Amedy Coulibaly visait les juifs

Vendredi, deux heures avant d'être tué par les policiers, Amedy Coulibaly avait pris contact avec BFMTV, se réclamant de l'organisation Etat islamique et expliquant s'en prendre à dessein à des juifs à cause de "l'oppression" exercée contre les musulmans et les Palestiniens. La menace était, s'il en était besoin, clairement réitérée.

Selon François Hollande, une école juive de Montrouge, dans les Hauts-de-Seine, pourrait avoir été la véritable cible de Coulibaly, avant qu'il n'abatte Clarissa Jean-Philippe, une jeune policière municipale de 25 ans. "L'enquête le dira", a tempéré mardi le président de la République lors de l'hommage national aux policiers tués. 

Une émigration record encouragée par Netanyahu

Avec un demi-million de membres, la communauté juive de France est la troisième plus importante au monde, après Israël et les Etats-Unis.

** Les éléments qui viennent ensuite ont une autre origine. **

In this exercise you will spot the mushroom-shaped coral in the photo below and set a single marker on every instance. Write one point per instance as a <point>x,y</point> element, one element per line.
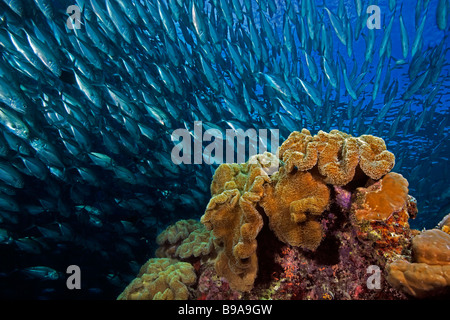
<point>161,279</point>
<point>444,225</point>
<point>337,155</point>
<point>292,202</point>
<point>233,217</point>
<point>429,274</point>
<point>180,230</point>
<point>185,239</point>
<point>432,247</point>
<point>381,199</point>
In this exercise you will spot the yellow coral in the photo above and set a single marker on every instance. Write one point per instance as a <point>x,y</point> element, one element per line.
<point>161,279</point>
<point>337,155</point>
<point>293,198</point>
<point>383,198</point>
<point>292,201</point>
<point>199,243</point>
<point>178,231</point>
<point>420,280</point>
<point>185,239</point>
<point>432,247</point>
<point>429,274</point>
<point>375,161</point>
<point>234,219</point>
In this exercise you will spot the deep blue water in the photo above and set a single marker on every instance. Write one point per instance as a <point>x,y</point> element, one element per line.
<point>108,227</point>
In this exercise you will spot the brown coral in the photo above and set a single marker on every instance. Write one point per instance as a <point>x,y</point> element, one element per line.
<point>337,155</point>
<point>444,225</point>
<point>420,280</point>
<point>292,202</point>
<point>432,247</point>
<point>381,199</point>
<point>178,231</point>
<point>161,279</point>
<point>185,239</point>
<point>429,274</point>
<point>374,160</point>
<point>293,198</point>
<point>235,222</point>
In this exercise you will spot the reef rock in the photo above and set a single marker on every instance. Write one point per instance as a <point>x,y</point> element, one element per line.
<point>312,222</point>
<point>161,279</point>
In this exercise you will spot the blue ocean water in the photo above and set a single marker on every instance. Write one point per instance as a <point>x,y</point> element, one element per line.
<point>90,182</point>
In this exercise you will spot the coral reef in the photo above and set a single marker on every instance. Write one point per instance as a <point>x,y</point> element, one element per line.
<point>428,274</point>
<point>292,203</point>
<point>381,199</point>
<point>161,279</point>
<point>185,239</point>
<point>337,155</point>
<point>444,225</point>
<point>324,219</point>
<point>235,221</point>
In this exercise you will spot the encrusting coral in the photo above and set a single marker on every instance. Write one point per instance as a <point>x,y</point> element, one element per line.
<point>337,155</point>
<point>292,203</point>
<point>429,273</point>
<point>185,239</point>
<point>303,224</point>
<point>292,199</point>
<point>233,216</point>
<point>382,199</point>
<point>161,279</point>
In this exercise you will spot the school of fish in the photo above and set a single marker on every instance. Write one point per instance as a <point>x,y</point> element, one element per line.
<point>91,91</point>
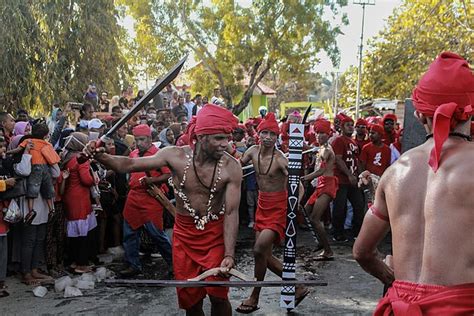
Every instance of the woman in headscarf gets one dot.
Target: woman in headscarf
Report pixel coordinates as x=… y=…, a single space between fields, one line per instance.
x=166 y=137
x=22 y=128
x=80 y=218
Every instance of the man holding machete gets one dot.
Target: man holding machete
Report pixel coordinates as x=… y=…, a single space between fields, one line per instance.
x=207 y=186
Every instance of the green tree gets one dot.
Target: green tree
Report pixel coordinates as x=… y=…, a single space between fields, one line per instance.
x=415 y=34
x=235 y=42
x=55 y=48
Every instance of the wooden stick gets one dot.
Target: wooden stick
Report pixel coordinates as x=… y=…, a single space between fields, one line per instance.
x=156 y=192
x=184 y=283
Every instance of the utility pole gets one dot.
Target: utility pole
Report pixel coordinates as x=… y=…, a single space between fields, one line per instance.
x=363 y=3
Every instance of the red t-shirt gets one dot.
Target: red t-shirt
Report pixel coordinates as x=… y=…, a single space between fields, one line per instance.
x=377 y=159
x=361 y=143
x=347 y=148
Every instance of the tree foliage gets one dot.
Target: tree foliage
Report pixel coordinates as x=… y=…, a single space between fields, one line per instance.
x=415 y=34
x=235 y=42
x=52 y=49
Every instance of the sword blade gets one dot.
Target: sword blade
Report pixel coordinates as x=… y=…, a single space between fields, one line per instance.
x=238 y=283
x=160 y=85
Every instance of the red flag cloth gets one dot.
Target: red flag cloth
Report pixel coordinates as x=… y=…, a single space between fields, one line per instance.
x=343 y=118
x=269 y=123
x=362 y=121
x=141 y=130
x=212 y=119
x=411 y=299
x=271 y=213
x=378 y=128
x=445 y=92
x=326 y=185
x=322 y=126
x=195 y=251
x=140 y=206
x=389 y=116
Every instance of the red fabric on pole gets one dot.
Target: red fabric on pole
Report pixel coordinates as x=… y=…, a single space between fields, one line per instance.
x=271 y=212
x=196 y=251
x=445 y=92
x=326 y=185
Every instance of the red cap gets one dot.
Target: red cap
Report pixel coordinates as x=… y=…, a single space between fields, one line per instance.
x=141 y=130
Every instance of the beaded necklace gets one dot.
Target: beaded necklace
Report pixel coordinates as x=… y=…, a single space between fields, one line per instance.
x=200 y=222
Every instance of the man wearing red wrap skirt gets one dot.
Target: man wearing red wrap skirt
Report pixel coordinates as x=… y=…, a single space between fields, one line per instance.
x=207 y=189
x=270 y=218
x=426 y=199
x=327 y=186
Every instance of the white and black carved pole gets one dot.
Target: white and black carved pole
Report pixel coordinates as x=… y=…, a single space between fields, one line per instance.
x=287 y=299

Mais en 2014 et pour la première fois, la France a été le premier pays d'émigration vers Israël: plus de 6.600 juifs l'ont quittée.

Benjamin Netanyahu ne s'y était pas trompé, encourageant les juifs qui le désirent à émigrer, et en leur rappelant, lors de sa visite d'hommage aux victimes de la porte de Vincennes, qu'ils "seraient accueillis à bras ouverts". Mardi lors des funérailles à Jérusalem des quatre victimes juives de Coulibaly, le président israélien Reuven Rivlinson a exprimé son indignation: "Nous ne pouvons pas permettre qu'en 2015, 70 ans après la fin de la Seconde Guerre mondiale, les juifs aient peur de marcher dans la rue en Europe en portant la kippa et les tzitzit", ces cordelettes du culte juif. 

Le sujet sensible de l'émigration des juifs de France en Israël avait donné lieu à une passe d'armes à fleurets mouchetés, samedi, entre Benjamin Netanyahu et Manuel Valls. Le premier avait estimé qu'Israël était le "foyer" des juifs de France, ce à quoi le second avait répliqué que "la France, sans les juifs de France, n'est plus la France". Un débat qui, bien entendu, a lieu dans la communauté juive de France.

Une protection comprise, mais problématique

La protection accrue des écoles et lieux de culte juifs par 4.700 policiers et gendarmes est jugé comme un mal nécessaire par la communauté juive. Paradoxalement, cette protection visible accroît chez certains un sentiment d'inquiétude, voire de peur. "S'il faut partir ailleurs, on ira ailleurs, mais il est inconcevable que mes petits-enfants aillent à l'école avec l'armée qui les surveille en permanence", s'insurge une grand-mère venue avec d'autres, rendre hommage à Yohan, 24 ans, l'une des quatre victimes juives de la porte de Vincennes. "Je ne me sens pas en sécurité ici. Je le dis franchement, j'ai peur", indique un jeune homme. Un autre a déjà pris sa décision, précisant qu'il allait "faire l'armée en Israël" et ensuite "continuer ses études supérieures là-bas".

Yohav Hattab et Yohan Cohen, âgés d'une vingtaine d'années, Philippe Braham, la quarantaine, et Francois-Michel Saada, la soixantaine, font partie des 17 personnes tuées dans les attentats qui ont mis la France en état de choc. Leur mort au cours de la prise d'otages dans le supermarché Hyper Casher, porte de Vincennes à Paris, a endeuillé la France et Israël.